4. A method as in claim 3, wherein differences in the absorbance values of RNA and DNA at 1121 cm−1 are used to determine the relative absorbance contributions of RNA and DNA to said total nucleic acid absorbance spectrum, thereby allowing determination of the RNA/DNA content ratio and index values of DNA and RNA within said sample of cells; wherein said RNA/DNA ratio rises with increasing malignant grade of said cells.

5. A method as in claim 3, wherein any of the following ratios between said index values of protein (P), RNA (R), and DNA(D) are chosen: RID, R/(R+D), P/D, P/(R+D), (P+R)/D, (P+R)/(R+D), (P+R+D)/D, (P+R+D)/(R+D); wherein said chosen ratio rises with increasing malignant grade of said cells.

6. A method as in claim 1, wherein the absorbance band centered at 1544 cm−1 within the sample spectrum is taken as the protein component spectrum, and the absorbance band at 1084 cm−1 is taken as the total nucleic acid component spectrum.

7. A method as in claim 1, wherein the absorbance band centered at 1650 cm−1 within the sample spectrum is taken as the protein component spectrum, and the absorbance band at 1084 cm−1 is taken as the total nucleic acid component spectrum.

8. A method as in claim 1, wherein a reference spectrum is obtained for a biomolecule which is not from the group: protein, RNA, DNA; said biomolecule having significant absorbance within the frequency range of said infrared absorbance spectrum of said sample, whereby said reference spectrum is digitally subtracted from said infrared absorbance spectrum of said sample.

9. A method as in claim 8 wherein said biomolecule is glycogen.

10. A method of using Fourier Transform Infrared Spectroscopy for measuring the degree of systemic inflammation from a sample of whole blood cells comprising the steps of:

Obtaining an infrared absorbance spectrum of said cell sample; separating said sample spectrum into a protein component spectrum, and a total nucleic acid component spectrum; quantifying each of said component spectral absorbances yielding index values of the relative content of protein, and total nucleic acid within said sample of cells;

wherein the index value of nucleic acid rises relative to the index value of protein with increasing white blood cell count or the degree of systemic inflammation

11. A method as in claim 10 wherein the quantification of component spectral absorbances is achieved by choosing one or more band peak absorbances, or the area under one or more absorbance bands within each of the component spectra, as representative of the overall absorbance of each component.

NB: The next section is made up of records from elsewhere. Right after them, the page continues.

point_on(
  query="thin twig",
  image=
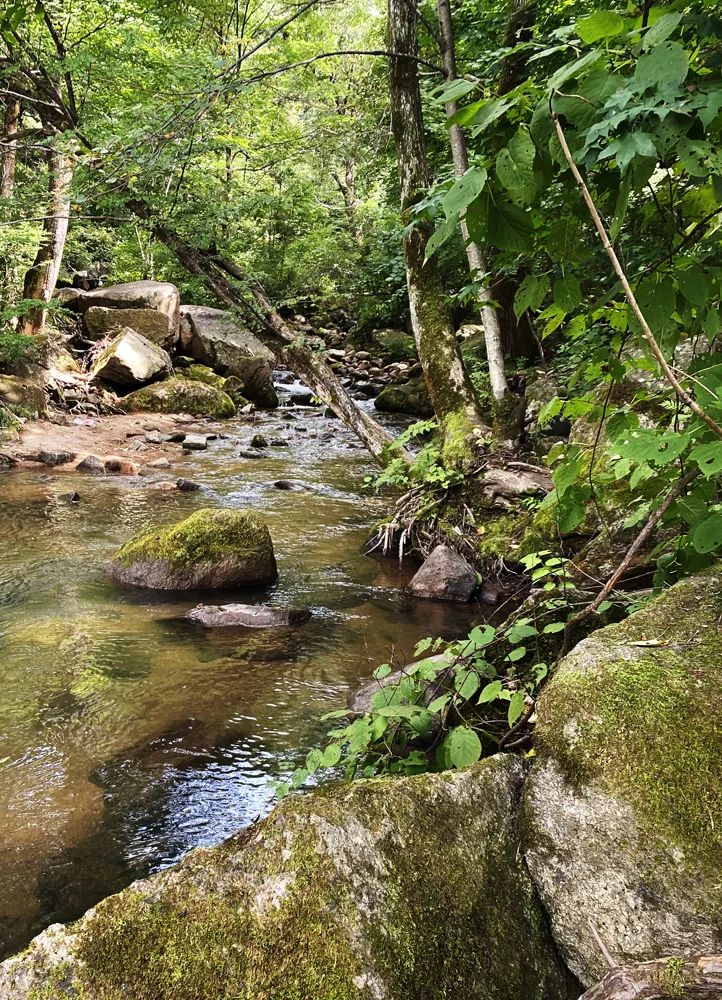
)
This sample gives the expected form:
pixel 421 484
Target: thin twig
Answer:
pixel 629 294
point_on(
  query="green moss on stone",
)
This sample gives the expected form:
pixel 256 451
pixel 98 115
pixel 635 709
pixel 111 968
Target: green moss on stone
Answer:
pixel 208 535
pixel 181 395
pixel 636 711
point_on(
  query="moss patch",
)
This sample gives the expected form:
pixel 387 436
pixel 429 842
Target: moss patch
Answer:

12. A method as in claim 10, wherein the absorbance band at 1544 cm−1 within the sample spectrum is taken as the protein component spectrum, and the absorbance band at 1084 cm−1 is taken as the total nucleic acid component spectrum.

13. A method as in claim 10, wherein the absorbance band at 1650 cm−1 within the sample spectrum is taken as the protein component spectrum, and the absorbance band at 1084 cm−1 is taken as the total nucleic acid component spectrum.

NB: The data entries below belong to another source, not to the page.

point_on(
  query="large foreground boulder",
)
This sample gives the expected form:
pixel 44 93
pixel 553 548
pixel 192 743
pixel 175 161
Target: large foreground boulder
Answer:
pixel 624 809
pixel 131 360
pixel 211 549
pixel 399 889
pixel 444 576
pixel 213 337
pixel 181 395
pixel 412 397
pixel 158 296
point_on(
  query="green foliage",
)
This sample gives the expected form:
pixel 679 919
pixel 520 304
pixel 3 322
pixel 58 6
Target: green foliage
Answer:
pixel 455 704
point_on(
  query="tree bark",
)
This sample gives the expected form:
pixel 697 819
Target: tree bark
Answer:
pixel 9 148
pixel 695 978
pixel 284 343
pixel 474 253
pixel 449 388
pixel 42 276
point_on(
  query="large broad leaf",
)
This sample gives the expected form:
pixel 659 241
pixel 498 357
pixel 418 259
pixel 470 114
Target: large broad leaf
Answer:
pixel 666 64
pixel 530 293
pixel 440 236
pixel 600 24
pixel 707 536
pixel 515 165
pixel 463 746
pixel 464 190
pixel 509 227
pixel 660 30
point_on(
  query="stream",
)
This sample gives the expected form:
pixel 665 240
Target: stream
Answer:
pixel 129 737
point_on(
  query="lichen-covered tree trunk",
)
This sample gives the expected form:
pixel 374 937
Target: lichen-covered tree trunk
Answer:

14. A method of using Fourier Transform Infrared Spectroscopy for measuring the degree of systemic inflammation from a sample of whole blood cells comprising the steps of:

Obtaining an infrared absorbance spectrum of said cell sample; determining the relative absorbance contributions of DNA and RNA to said spectrum by using differences in the absorbance patterns of DNA and RNA within the frequency range 900 cm−1-1150 cm−1, thereby allowing determination of the DNA/RNA content ratio within said sample of cells; wherein said DNA/RNA ratio rises with greater differentiation of said peripheral blood cells during conditions of greater systemic inflammation.

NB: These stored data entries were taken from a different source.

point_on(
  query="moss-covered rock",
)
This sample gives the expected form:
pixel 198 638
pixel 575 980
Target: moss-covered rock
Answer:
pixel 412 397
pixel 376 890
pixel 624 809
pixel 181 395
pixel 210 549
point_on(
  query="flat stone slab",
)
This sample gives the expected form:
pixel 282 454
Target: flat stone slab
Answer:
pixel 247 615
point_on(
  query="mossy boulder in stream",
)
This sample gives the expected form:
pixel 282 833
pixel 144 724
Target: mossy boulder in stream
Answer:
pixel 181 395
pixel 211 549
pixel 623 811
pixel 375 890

15. A method as in claim 14, wherein differences in the absorbance values of DNA and RNA at 1121 cm−1 are used to determine the relative absorbance contributions of DNA and RNA to said spectrum, thereby allowing determination of the DNA/RNA content ratio within said sample of cells; wherein said DNA/RNA ratio rises with greater differentiation of said peripheral blood cells during conditions of greater systemic inflammation.